Oliver sorumu ağzıma tıktı. "Sana yapacağım sürprizi tek başıma yapmam gerektiğini söylemişti, bu yüzden beni yalnız bıraktı."

Kafamı, yüzümde ona inandığımı gösteren bir ifadeyle sallayıp gözüne baktım.
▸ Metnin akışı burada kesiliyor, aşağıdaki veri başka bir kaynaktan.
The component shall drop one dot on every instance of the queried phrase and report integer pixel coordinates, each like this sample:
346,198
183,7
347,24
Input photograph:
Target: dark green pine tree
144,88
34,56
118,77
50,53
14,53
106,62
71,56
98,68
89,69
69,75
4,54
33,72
Elimi elinden ayırmıştım.

"Sen beni burda bekle." Sylvia'yı aramak için diğer odalara bakmak üzere yanından ayrıldım.

Sylvia hiçbir yerde yoktu.

Endişem boğazımdan yukarı doğru tırmanmaya başlarken zorlukla yutkundum. "Plath!" diye avaz avaz bağırıyordum evin içinde.

Oliver'ın yanına gittiğimde ağlamak üzereydim.
"Gitmiş, hiçbir yerde yok Oliver."

Gözümden ufak bir damla süzüldü, Oliver hızlı davranıp gözyaşı yanağımdan boşluğa düşmeden yaşı eliyle sildi.

"Kim?" derken sağ yanağımı tek eliyle tutuyordu.

"Sylvia." dedim boğuk bir sesle. "Sylvia Plath."

Kaşlarını çatıp gözlerimin içine baktı. "Sylvia Plath? O kim?"

Oliver'ı salonda geniş bir koltuğa oturtup ben de yanına oturarak ona Sylvia'nın yanıma ilk geldiği zamandan şimdiye kadar olan her şeyi yavaş yavaş anlattım. Arada sözlerim hıçkırıklarımla bölünse bile Oliver beni kesmemiş, büyük bir dikkat ve sabırla dinlemişti.

"Ama ben okumayı yazmayı pek sevmem, biliyorsun Tarah." dedi Oliver.

Bu benim de kafamı kurcalıyordu. Eğer Oliver'ın bahsettiği Ted ölmüş bir yazarsa, bu hiç mantıklı değildi.

"Kitap!" dedim aceleyle. "Kitaplar!"

Hızla odama koşup kitapları Oliver'la oturduğumuz salondaki yemek masasına koyup masanın sandalyelerinden birine oturdum.

Oliver da yanımdaki sandalyeyi çekip yanıma oturmuştu.

"Bunlar ne?"

"Sana bahsettiğim efsane kitapları."

"Ne efsanesi?"

Boğazımı temizleyip kitaplardan en kalınını önüme çektim. Dört taneydiler.

"Ayna, ayna efsanesi." gözlerimi yazarının isminin yazmadığı kitaba odaklayarak söylediğim bu cümle içimi ürpertmişti.

İlk sayfayı açtığımda sayfada yazan tek cümle dikkatimi çekmiş, gözümü uzun süre sayfada sabitlemişti.

"Ayna'nın Kraliçesi Plath adına."

"Aynanın Kraliçesi mi?"

Bir sonraki sayfayı çevirirken nefesimin kesildiğini hissetmiştim. Oliver'ın oturduğu yerden sabırsızlandığını biliyordum.

"Bu kitabı neden yazma gereği duydum?
Kitabı yayımladığım andan itibaren bu soruyu öyle çok cevaplamam istendi ki, sanırım bir nedeni de bu tekerrürdü.

Garip biri olduğumu söylerler. Bazıları, beni sırf melankolik auram yüzünden sevmediğini söylemiştir. Bu sözlerin hiçbiri umurumda değil.

Bu kitabı da birileri okusun diye yazmıyorum. Günün birinde, sesimi duyar da gelir ve beni Virginia'nın korkunç hayaletiyle yaşamaktan kurtarıp kalan kısa ömrüme kendisini armağan eder diye Sylvia Plath'a ithaf ederek bu kitabı yazıyorum."